Being a technology professional is filled with ups and downs. It is a well-paid profession, but it comes with plenty of trade-offs. I can cite many examples. I remember getting a tech-support call when celebrating my anniversary dinner with my ex-spouse. One time, I was referred to as the "nerd boy" in the office by the Vice President of marketing. My company fired me a week before Christmas because I made a mistake after working sixteen hours the night before to fix a problem with the credit card billing system. The compensation is excellent, but the job security is harsh, considering that business people think what we do is easy. It explains why software professionals are cranky because each change could introduce a catastrophic failure that can cost people their careers. To save a few hair follicles for business and technology professionals, I am talking about why a quick change is anything but fast.
I cannot speak for others, but my training in agile has taught me that I should be responsive to change as a technology professional. Plans and the business world transform with frighting regularity, so it makes sense that an intelligent business professional can pivot from their current situation to a different one. What drives technology professionals crazy are what we call ego-ware requests. An ego-ware request is a change made to a system that delivers questionable value but satisfies the ego of the person making the request. For example, a UX designer demanded a text box on a mobile web page move a tenth of a pixel because it created more harmony on the page. Such a minor change took three developers at a rate of $75 an hour three weeks to figure out, which cost the business $18,000. The money did not have any impact on the revenue of the firm. It only achieved one thing: the designer's ego gratification. The now infamous Superbowl meltdown of Elon Musk is also a classic example of ego-ware taken to the extreme.
Besides the ego-ware request, you often get a "quick change" from colleagues who mean well but do not understand the ramifications of that request on the overall systems. I remember someone asking me to add a field to an HTML web form and make it optional so the call center could use it for notes. The call center supervisor said, "Come on, Ed, it should only take ten minutes." I firmly believe that statement is a sign pointing toward hell.
Long story short, I made the change. I did some testing and then deployed it to UAT. I was a hero in the afternoon. Three weeks later, I was fired because the change created production problems, preventing customers from making payments. The extra field broke the payment API, and customers were ticked off. The development manager looks at source control and the last production push with my name on it. My boss told me to pack my desk and go home. Stories like this are familiar in the technology business, and it is why developers do not like to make arbitrary changes.
What looks like a ten-minute fix to the business is a series of events requiring time and attention to detail. The actual code change will take ten minutes. Updating all the unit tests for the application might take four hours. Quality assurance can finish testing in a day if they are not busy. After testing, it will be deployed to a UAT environment so the business can test deployment to production. If anything goes wrong, the entire process starts over again. A ten-minute fix is a whole week's worth of work. It is another reason software engineers get cranky because the change may not be significant, but the implications on the system are.

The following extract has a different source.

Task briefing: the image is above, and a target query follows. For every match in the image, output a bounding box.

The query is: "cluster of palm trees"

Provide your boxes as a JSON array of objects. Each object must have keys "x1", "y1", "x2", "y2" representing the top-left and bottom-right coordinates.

To recap, software engineers, are grumpy about system changes because it could first put their careers at risk if something goes wrong. Murphy's Law impacts technology more than any other part of the business, so the risk is higher than most professionals will accept. Second, to avoid those risks, the organization creates test-driven development, quality assurance people, and stage gates to software release. The deliberate friction between the idea and the actual costs, time, money, and the frayed nerves of the IT staff means that if you change a system, you better have a damn good reason.
Software is one of the few human professions that can not be automated. So the next time you ask a technology person to make a minor change and they tell you to jump into the lake, the software engineer is not being insubordinate; they are responding rationally to something which might threaten their career. It takes real people time to make each technology dream a reality.